He received the slip of paper and tucked it away in his billfold. “It has been an interesting experience, Miss Russell.”

Interesting. Yes. “I understand you won’t be coming on the Harlequin with us.”

“I find I have neither desire nor need to leave my city. Although I will admit, were I to do so, your enterprise might be the one to prise me away.”

I took a cautious sip from my cup, and reached for the sugar. “I don’t think I ever heard how you came to be involved in the first place.”

“A connexion through that office you just saw. They arrange for translations of business documents. I have skills in English and French, and I can work the hours I like. Poetry feeds the soul, but does little to nourish the body or keep out the rain.”

“So Mr Hale contacted you through the translation service?”

Pessoa struck a match, squinted at me through the resulting smoke-cloud. “Indirectly, I believe. He has a friend in London, a solicitor for whom I have translated any number of documents. The friend gave him my name and, when I received his enquiry, I decided that I could as easily do vocal translation as written.”

“Was it Mr Hale himself who wrote to you, or his secretary, Miss Johns?”

“I should imagine it was she, although I don’t remember precisely. I have exchanged letters and telegrams with both.”

“Would you have the letters?”

“Undoubtedly. Although they may have a poem or notes for a story on their reverse side by now. I tend to make full use of all the scraps of paper that come into my possession,” he explained. “Why do you ask?”

“Well, my predecessor in the job quit rather unexpectedly, leaving one or two tasks unfinished. I’d like to ask her about them, if I could only find her.”

“Yes, I did wonder at the abrupt stylistic changes in the last communications I had from Mr Hale. That would explain it. But if you’re asking, no, she gave no indication that she was leaving, much less where.”

“Ah well, we’ll make do. Perhaps I shall see you on our return to Lisbon, Mr Pessoa.”

“I should enjoy another of our discussions, Miss Russell. Although I don’t imagine I shall be accepting a position as live translator again. Once was an experience; twice would be somewhat … disruptive.”

“Well, I shouldn’t think most translating positions would be as innately disruptive as working for a film crew.”

“You certainly have your work cut out for you, Miss Russell,” he agreed, with a definite twinkle coming from behind those spectacles.
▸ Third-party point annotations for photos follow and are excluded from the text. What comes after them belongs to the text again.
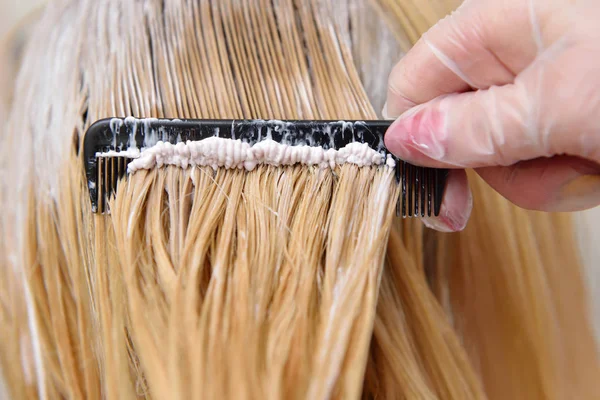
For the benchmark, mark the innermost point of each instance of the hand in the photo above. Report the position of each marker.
(511, 89)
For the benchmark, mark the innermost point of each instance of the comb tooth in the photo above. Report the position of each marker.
(119, 169)
(398, 173)
(417, 183)
(440, 183)
(404, 189)
(430, 182)
(113, 175)
(410, 180)
(106, 185)
(423, 191)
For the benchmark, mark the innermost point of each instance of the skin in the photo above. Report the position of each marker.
(510, 89)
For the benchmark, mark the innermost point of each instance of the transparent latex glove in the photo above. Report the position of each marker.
(512, 89)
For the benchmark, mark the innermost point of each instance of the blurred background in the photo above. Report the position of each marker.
(11, 11)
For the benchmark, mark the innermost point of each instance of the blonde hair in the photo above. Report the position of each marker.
(282, 282)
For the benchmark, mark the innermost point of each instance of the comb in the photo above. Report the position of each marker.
(422, 188)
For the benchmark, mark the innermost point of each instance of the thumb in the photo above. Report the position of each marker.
(489, 127)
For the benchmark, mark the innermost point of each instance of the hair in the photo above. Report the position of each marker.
(281, 282)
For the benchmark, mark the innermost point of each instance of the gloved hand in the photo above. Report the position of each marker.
(512, 89)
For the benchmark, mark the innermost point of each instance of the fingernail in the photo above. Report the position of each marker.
(456, 206)
(416, 131)
(579, 194)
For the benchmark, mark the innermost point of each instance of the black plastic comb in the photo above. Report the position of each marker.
(422, 188)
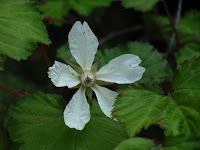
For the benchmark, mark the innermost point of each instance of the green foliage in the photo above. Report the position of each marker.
(38, 122)
(2, 59)
(182, 142)
(8, 99)
(21, 27)
(177, 112)
(189, 33)
(174, 143)
(60, 8)
(55, 8)
(152, 60)
(140, 5)
(136, 143)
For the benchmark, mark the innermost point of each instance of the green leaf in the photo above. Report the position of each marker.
(152, 60)
(177, 112)
(2, 59)
(38, 122)
(55, 8)
(60, 8)
(189, 33)
(7, 99)
(21, 27)
(85, 7)
(182, 142)
(136, 143)
(140, 5)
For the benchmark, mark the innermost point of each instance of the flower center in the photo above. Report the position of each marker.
(87, 78)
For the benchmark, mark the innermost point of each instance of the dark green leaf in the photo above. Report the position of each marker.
(182, 142)
(136, 143)
(38, 122)
(140, 5)
(189, 33)
(60, 8)
(2, 59)
(177, 112)
(21, 27)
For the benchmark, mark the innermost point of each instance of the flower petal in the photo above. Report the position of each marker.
(122, 69)
(77, 111)
(83, 44)
(106, 99)
(63, 75)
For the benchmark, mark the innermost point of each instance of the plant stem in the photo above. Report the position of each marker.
(179, 44)
(21, 93)
(178, 14)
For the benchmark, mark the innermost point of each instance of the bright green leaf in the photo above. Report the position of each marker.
(177, 112)
(7, 99)
(55, 8)
(21, 27)
(189, 33)
(140, 5)
(136, 143)
(182, 142)
(60, 8)
(38, 122)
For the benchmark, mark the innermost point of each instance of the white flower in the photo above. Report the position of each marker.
(83, 46)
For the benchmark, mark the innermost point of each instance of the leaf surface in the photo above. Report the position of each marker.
(177, 112)
(38, 122)
(21, 27)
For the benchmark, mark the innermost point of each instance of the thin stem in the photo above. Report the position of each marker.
(58, 20)
(21, 93)
(178, 14)
(46, 58)
(178, 41)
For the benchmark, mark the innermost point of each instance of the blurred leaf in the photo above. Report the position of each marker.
(140, 5)
(2, 59)
(174, 143)
(136, 143)
(182, 142)
(60, 8)
(21, 28)
(178, 112)
(85, 7)
(38, 122)
(55, 8)
(6, 98)
(189, 33)
(3, 141)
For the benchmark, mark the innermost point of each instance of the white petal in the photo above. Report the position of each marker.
(77, 111)
(121, 70)
(63, 75)
(106, 99)
(83, 44)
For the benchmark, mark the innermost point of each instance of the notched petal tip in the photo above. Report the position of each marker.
(77, 112)
(122, 70)
(63, 75)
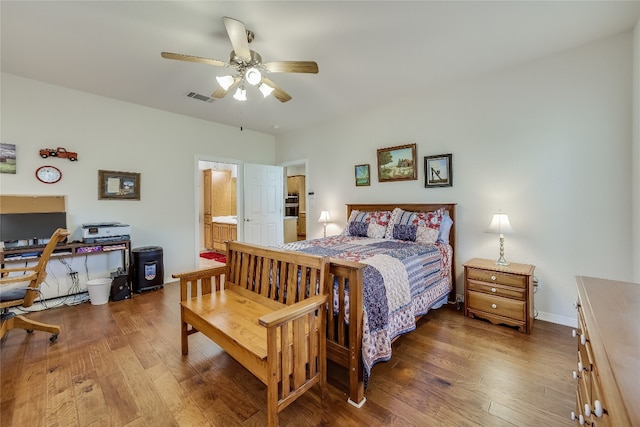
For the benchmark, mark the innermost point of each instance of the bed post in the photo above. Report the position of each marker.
(356, 371)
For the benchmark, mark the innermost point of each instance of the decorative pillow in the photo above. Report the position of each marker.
(427, 225)
(358, 229)
(369, 224)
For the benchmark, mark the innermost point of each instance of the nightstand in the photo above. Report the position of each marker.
(499, 294)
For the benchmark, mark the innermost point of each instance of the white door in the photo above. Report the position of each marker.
(263, 204)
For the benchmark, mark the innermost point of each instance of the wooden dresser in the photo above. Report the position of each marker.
(608, 365)
(499, 294)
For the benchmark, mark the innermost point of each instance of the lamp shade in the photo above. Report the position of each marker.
(324, 217)
(499, 224)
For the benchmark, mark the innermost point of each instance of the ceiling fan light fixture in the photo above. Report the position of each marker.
(225, 81)
(253, 76)
(241, 94)
(265, 89)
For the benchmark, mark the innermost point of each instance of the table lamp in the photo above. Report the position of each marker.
(325, 218)
(500, 225)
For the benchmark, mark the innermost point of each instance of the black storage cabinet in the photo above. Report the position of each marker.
(147, 268)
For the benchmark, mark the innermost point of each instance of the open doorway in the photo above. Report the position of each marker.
(296, 201)
(236, 201)
(218, 210)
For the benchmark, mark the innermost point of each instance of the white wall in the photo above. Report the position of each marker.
(549, 142)
(636, 154)
(113, 135)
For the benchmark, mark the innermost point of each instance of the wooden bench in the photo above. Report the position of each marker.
(267, 309)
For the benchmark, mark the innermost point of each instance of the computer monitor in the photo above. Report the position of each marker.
(32, 227)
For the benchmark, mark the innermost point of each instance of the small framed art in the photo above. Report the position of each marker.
(113, 185)
(363, 175)
(437, 171)
(397, 163)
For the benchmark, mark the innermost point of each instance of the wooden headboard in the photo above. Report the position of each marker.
(418, 207)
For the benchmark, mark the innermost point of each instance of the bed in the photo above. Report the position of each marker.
(386, 274)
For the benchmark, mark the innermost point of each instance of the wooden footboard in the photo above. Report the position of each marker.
(344, 331)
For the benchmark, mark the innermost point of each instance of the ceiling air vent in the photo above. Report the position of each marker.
(200, 97)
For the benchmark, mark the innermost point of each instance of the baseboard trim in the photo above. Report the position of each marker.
(561, 320)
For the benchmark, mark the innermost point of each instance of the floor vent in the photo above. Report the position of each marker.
(200, 97)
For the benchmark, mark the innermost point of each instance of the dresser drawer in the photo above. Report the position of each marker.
(498, 290)
(499, 306)
(497, 277)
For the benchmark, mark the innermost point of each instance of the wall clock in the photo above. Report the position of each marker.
(48, 174)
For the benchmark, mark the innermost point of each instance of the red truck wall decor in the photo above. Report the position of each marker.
(59, 152)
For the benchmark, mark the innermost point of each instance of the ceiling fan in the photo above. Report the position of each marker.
(248, 65)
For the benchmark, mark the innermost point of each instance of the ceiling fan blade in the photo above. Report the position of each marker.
(191, 58)
(280, 94)
(221, 93)
(292, 67)
(238, 36)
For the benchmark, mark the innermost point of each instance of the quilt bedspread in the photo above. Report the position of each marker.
(401, 280)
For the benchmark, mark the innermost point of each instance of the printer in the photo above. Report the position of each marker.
(105, 232)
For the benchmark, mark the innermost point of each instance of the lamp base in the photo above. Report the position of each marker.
(501, 260)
The twinkle nearly loosed my tongue: I was hit by a powerful urge to tell the man who I was. Knowing that he was sitting knee to knee with the real-life wife of the storybook Sherlock Holmes would send Fernando Pessoa/Álvaro de Campos/Ricardo Reis/etc. into throes of intellectual and poetic ecstasy, and give him a lifetime of material for his theories of deliberate pretence and personal identity. But however much I liked the fellow, I did not know that I could trust him.

And so we ended, with Fernando Pessoa taking out his pouch to fashion another cigarette, every bit as enigmatic as he’d been when I’d first met him, eight days before.

* * *

I did not get to bed that night, and as a result, drew a line through the final item on Hale’s list-“check hotel rooms for items left behind”-at ten minutes after nine on Saturday morning. I’d even managed to scribble a brief letter to Holmes, telling him of the change in plans and reminding him that if the Harlequin went down at sea, my most recent Will was at the solicitor’s.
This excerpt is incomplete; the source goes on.